Marché truqué, politiciens chargés de sacs de billets de banque, défi lancé aux enquêteurs: le scandale de financement occulte qui frappe le numéro deux du parti au pouvoir, Ichiro Ozawa, déstabilise le gouvernement de centre-gauche au Japon.

Patrice Novotny AGENCE FRANCE-PRESSE

L'affaire, qui fait depuis des semaines les titres de la presse, a monopolisé l'attention, lundi, à l'ouverture de la session parlementaire, et entraîné une chute du premier ministre Yukio Hatoyama dans les sondages.

Le parquet de Tokyo soupçonne l'équipe de M. Ozawa, le secrétaire général du Parti démocrate du Japon (PDJ, centre-gauche, au pouvoir), d'avoir dissimulé au fisc 400 millions de yens (3 millions d'euros), utilisés pour acheter un terrain à Tokyo pour le compte de son fonds de soutien en 2004.

Trois proches de M. Ozawa ont été arrêtés vendredi et samedi par les enquêteurs devant une forêt de caméras, alors que M. Ozawa promettait de se «battre» contre le parquet.

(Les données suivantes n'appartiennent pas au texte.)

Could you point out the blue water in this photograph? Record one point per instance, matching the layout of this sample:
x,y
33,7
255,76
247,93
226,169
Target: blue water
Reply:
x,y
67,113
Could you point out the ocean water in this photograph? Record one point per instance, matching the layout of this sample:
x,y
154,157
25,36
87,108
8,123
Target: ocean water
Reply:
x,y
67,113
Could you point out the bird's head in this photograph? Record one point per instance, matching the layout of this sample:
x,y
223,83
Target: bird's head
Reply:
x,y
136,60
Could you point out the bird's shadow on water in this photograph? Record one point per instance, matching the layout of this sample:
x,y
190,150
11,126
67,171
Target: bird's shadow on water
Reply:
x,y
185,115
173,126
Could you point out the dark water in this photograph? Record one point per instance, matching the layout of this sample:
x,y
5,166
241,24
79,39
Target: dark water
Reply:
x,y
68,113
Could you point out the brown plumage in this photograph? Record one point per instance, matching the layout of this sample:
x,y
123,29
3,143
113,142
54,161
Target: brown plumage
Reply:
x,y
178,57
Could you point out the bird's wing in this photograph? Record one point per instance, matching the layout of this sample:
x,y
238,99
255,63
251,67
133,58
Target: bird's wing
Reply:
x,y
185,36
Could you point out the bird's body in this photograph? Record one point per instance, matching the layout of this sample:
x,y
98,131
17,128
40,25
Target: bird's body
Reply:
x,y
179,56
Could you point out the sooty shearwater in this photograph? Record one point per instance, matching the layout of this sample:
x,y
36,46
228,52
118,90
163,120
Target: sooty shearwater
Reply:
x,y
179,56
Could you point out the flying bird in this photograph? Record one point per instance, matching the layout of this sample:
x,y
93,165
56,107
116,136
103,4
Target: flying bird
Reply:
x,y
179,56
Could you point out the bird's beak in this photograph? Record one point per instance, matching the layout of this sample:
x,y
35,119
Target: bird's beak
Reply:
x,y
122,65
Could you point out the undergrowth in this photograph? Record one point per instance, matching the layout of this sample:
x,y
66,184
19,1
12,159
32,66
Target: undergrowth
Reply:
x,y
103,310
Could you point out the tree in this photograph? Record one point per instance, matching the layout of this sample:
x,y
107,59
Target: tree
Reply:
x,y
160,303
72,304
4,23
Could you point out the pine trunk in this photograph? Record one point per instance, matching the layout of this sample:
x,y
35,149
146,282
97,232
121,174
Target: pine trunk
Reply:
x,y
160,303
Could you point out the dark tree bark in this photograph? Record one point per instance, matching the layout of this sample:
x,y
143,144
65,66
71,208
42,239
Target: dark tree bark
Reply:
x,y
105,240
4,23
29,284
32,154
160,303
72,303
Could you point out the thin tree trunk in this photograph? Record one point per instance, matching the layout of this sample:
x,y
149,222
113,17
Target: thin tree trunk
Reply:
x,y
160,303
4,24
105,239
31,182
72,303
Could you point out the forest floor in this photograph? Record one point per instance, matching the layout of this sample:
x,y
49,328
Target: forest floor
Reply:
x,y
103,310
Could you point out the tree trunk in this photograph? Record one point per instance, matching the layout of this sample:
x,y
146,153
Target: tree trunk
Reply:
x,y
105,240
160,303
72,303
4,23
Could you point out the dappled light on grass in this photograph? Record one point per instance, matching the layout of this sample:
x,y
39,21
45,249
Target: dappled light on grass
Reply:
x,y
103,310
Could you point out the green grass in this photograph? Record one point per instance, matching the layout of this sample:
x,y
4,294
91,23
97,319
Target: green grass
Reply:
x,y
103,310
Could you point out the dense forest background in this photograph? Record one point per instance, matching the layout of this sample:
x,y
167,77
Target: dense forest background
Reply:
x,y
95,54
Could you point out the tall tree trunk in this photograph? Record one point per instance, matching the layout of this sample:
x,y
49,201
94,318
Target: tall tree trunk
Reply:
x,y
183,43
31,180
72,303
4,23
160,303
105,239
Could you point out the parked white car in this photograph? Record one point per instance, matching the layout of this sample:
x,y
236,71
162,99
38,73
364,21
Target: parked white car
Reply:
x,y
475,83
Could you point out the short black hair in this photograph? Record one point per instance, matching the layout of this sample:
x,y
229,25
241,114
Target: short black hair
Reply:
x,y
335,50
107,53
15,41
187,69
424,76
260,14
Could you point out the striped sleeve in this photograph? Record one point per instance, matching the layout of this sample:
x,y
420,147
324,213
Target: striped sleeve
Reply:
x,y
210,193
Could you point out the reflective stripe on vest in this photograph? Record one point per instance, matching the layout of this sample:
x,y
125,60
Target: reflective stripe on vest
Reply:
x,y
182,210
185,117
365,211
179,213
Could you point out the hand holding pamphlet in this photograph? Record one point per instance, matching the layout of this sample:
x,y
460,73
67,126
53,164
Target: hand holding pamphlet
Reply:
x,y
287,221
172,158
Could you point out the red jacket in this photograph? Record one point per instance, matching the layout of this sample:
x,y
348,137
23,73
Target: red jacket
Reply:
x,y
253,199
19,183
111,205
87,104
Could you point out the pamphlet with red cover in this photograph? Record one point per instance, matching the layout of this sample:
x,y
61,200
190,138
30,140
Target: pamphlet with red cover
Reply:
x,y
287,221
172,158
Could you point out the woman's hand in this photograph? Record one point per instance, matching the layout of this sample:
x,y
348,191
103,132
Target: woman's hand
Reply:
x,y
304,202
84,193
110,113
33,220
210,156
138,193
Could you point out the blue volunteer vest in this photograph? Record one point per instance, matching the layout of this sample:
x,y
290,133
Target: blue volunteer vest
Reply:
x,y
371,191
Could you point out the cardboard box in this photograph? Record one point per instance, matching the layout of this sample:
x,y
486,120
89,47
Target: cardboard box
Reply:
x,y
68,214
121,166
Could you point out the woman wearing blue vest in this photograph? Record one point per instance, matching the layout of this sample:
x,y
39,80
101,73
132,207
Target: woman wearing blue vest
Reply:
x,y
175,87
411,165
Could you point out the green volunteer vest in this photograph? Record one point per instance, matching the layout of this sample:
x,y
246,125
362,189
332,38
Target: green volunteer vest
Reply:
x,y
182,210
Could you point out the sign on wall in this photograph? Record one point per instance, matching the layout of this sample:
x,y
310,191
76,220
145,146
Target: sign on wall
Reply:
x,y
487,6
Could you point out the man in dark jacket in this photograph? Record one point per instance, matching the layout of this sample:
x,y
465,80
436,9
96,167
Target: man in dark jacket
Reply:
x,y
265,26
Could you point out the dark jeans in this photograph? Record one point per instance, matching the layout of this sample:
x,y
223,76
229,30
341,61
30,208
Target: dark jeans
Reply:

Un jeune député PDJ et l'ancien responsable du fonds de campagne de M. Ozawa sont soupçonnés d'avoir reçu chacun 50 millions de yens en liquide (375 000 euros) d'une entreprise du BTP, Mizutani Construction, selon des informations publiées dans la presse locale.

Ces fonds auraient été versés, selon les enquêteurs, en échange du soutien de M. Ozawa pour l'octroi du contrat de construction d'un barrage à Iwate (nord), préfecture dont il est député. Une partie de ces sommes aurait contribué à payer le terrain tokyoïte visé par l'enquête.

Ces révélations font désordre pour le PDJ qui a chassé le Parti libéral-démocrate (PLD, droite) du pouvoir en septembre sur la promesse de changer la politique nippone, de réduire les dépenses inutiles et d'en redistribuer le profit aux Japonais.

«J'ai voté pour le PDJ en espérant qu'il change la politique, mais je me rends compte qu'il répète ce que faisait le PLD», dénonce Umeji Sasaki, un acteur de théâtre de 64 ans, à l'image de nombreux Japonais d'autant plus choqués que les temps économiques sont difficiles.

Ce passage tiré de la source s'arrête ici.